Sunday, 25 March 2012

刮目相看

一星期內看了三場粵劇,全都水準不俗,很是愜意。

首先看的是衛駿輝陳咏儀合演《牡丹亭驚夢》和《再世紅梅記》。沒料到事隔半年,陳咏儀竟令人刮目相看。

半年前,拙文曾對衛駿輝演繹的周世顯讚譽有加,但沒有談及陳咏儀演的長平公主。請恕我當時無法置喙,因為她除了歌聲優美、吐字清晰、神清氣足外,其他演技上的細節如表情、造手,實在難以置評。

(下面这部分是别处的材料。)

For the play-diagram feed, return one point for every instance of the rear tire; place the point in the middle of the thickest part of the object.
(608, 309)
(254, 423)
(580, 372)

其實,當時不是沒有吃驚的。陳咏儀藝齡不淺,一九九二年初出茅廬之際,已與衛駿輝合演武戲連場的《楊門女將》,還有正印花旦的考牌之作《紫釵記》。我當時尚在求學,有幸也是座上客之一。二十年前臺上臺下固然稚嫩得可笑,但沒想到事隔多年,臺上的時光好像沒流動過;而臺下的我,轉眼已近不惑之年了。

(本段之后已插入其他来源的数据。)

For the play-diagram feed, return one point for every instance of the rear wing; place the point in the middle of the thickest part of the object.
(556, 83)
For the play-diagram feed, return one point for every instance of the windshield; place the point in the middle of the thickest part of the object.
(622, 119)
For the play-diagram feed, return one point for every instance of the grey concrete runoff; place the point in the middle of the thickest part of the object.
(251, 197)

《牡丹亭驚夢》雖云是唐滌生先生為「仙鳳鳴」精心泡製的「四大名劇」之一,平心而論,卻非上乘之作。論詞藻,竊以為抄襲、斧鑿之痕稍露,未臻圓熟暢達。論劇力、論情節,雖說忠於原著,始終稍嫌頭重尾輕。論戲味,論情韻,「四大名劇」以外的《蝶影紅梨記》都略勝一籌。即使是湯顯祖藉以揚名立萬的原著,也比不上後來居上、四易其稿的《桃花扇》。不過兩本《牡丹亭》皆是承先啟後的開山之作,歷史(江湖?)地位重於泰山,故而連文學造詣和戲劇成就也給誇大了。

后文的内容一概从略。